Belgique

Mémoire de l’Holocauste : "Le passé n’est pas un vaccin contre l’anti-démocratie", analyse l’historienne Chantal Kesteloot

Par Africa Gordillo

Dans les images de la manifestation, la comparaison faite entre le Covid Safe Ticket et l’étoile jaune imposée aux juifs pendant la deuxième guerre mondiale est interpellante. "On est dans une instrumentalisation perverse […] de symboles qui n’ont pas lieu d’être", analyse l’historienne Chantal Kesteloot ce jeudi 27 janvier, à l’occasion de la journée internationale dédiée à la mémoire des victimes de l’Holocauste.

Dimanche dernier, des milliers de personnes ont manifesté dans les rues de Bruxelles contre les mesures sanitaires. De "simples" citoyens ont protesté mais aussi des personnes issues de l’extrême-droite voire des antivax ou des complotistes aux positions bien tranchées.

Un "rempart moral"

Pour l’historienne et responsable de l’histoire publique aux archives de l’Etat, le CEGESOMA, "Ces dernières années, on a érigé la deuxième guerre mondiale en espèce de rempart moral. C’est vraiment l’image du bien et du mal, le contre-modèle… tout ce qui a pu nourrir notre imaginaire collectif… donc ça explique aussi l’utilisation perverse de toute une série de symboles où on est là dans un amalgame complètement gratuit… Si on compare les contextes, on est effectivement dans des situations complètement différentes. Mais… je me mets dans la peau d’un manifestant… on se dit que ça va être efficace parce que, dans notre imaginaire aujourd’hui, Auschwitz, la persécution des juifs, c’est le mal absolu".

Une analyse critique

La deuxième guerre mondiale, la Shoah fait pourtant partie des programmes scolaires. Comment certains dans la société en arrivent dès lors à comparer ce qui est incomparable, une situation sanitaire et le génocide de six millions de juifs ? "Je me pose énormément de questions. Depuis 25 ans, on a énormément investi dans le devoir de mémoire. Il y a une série d’institutions qui ont été créées… des outils… on a beaucoup réfléchi à la manière dont on enseignait l’histoire de la seconde guerre mondiale… dont on en parlait… et le constat aujourd’hui c’est que… avoir parlé de la souffrance, de la persécution, ça n’a peut-être pas été l’antidote. Finalement, on ne peut pas se servir du passé comme une espèce de vaccin contre l’anti-démocratie. Il faut réfléchir à comment parler autrement de ce passé, des structures, des mécanismes…"

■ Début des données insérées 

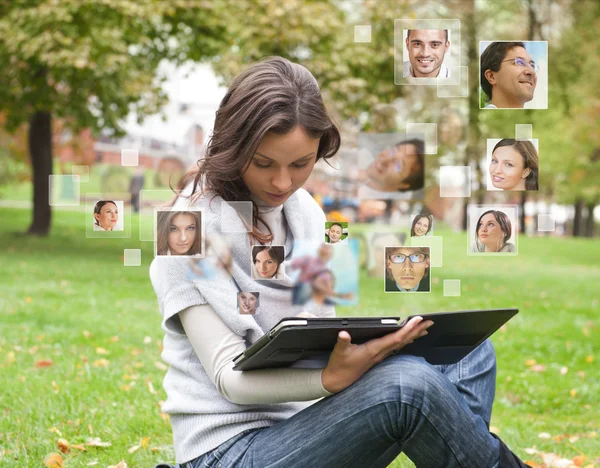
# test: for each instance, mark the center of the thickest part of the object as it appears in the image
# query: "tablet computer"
(307, 342)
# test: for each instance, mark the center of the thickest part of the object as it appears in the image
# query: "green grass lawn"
(69, 300)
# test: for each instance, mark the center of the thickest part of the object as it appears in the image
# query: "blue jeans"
(437, 415)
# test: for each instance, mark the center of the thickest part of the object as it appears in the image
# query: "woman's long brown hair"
(273, 95)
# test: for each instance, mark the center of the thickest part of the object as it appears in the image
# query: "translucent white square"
(523, 131)
(82, 171)
(460, 90)
(362, 33)
(546, 223)
(455, 181)
(64, 190)
(435, 248)
(129, 157)
(428, 131)
(451, 287)
(150, 199)
(236, 216)
(132, 257)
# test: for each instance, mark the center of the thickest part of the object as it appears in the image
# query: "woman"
(270, 130)
(492, 232)
(514, 165)
(421, 226)
(407, 269)
(178, 233)
(106, 215)
(247, 303)
(267, 262)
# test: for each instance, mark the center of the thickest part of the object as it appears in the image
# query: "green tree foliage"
(92, 62)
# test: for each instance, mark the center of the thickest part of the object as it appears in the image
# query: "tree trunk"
(40, 150)
(472, 152)
(577, 218)
(589, 224)
(522, 212)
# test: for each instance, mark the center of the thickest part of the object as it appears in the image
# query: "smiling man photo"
(508, 75)
(426, 51)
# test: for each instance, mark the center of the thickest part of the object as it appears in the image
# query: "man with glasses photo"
(407, 269)
(508, 75)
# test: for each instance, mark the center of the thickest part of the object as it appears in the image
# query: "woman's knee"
(407, 379)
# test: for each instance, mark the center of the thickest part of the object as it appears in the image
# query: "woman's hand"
(349, 362)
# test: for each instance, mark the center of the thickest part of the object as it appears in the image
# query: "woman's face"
(422, 226)
(182, 234)
(265, 265)
(108, 216)
(489, 232)
(507, 169)
(335, 233)
(281, 165)
(247, 303)
(407, 274)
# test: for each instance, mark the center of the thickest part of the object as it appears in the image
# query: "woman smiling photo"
(178, 233)
(270, 130)
(513, 165)
(492, 233)
(267, 262)
(421, 225)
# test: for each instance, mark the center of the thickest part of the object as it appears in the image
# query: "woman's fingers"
(407, 334)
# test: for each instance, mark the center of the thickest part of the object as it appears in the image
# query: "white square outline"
(424, 135)
(469, 184)
(237, 212)
(85, 178)
(142, 224)
(441, 245)
(202, 232)
(551, 216)
(370, 33)
(125, 257)
(385, 273)
(452, 295)
(514, 226)
(77, 181)
(462, 72)
(530, 132)
(125, 156)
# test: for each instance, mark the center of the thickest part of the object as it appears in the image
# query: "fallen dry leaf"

L’historienne va même plus loin en se demandant si emmener des adolescents à Auschwitz est la bonne méthode : "Il vaut mieux un bon cours sur les mécanismes de la persécution qu’une mauvaise visite", affirme l’historienne qui ne veut pas juger mais plutôt interpeller sur l’enseignement de l’Holocauste. Et d’ajouter : "Quand on voit les dérives aujourd’hui, il y a quelque chose qui n’a pas fonctionné et il faut s’interroger. Pourquoi n’a-t-on pas ce regard critique et se contente-t-on de symboles faciles ?"

Destexhe & Zemmour

Alors que nos voisins français devront élire leur futur président en avril, la campagne pour le premier tour de ces élections est notamment disputée par deux candidats à l’extrême droite de l’échiquier politique : Marine Le Pen (RN) et Eric Zemmour qui se présente pour la première fois à un tel scrutin. La "zemmourisation" de la société peut-elle toucher de la même manière la Belgique ? Pas de la même manière, avance l’historienne des archives de l’Etat : "Il n’empêche qu’on n’est pas à l’abri. J’étais particulièrement interpellée de voir quelqu’un comme Alain Destexhe... qui a beaucoup contribué pour que le débat se fasse sur la persécution des juifs de Belgique […] de voir qu’Alain Destexhe a rejoint l’équipe de campagne d’Eric Zemmour. Il y a quelque chose qui interpelle".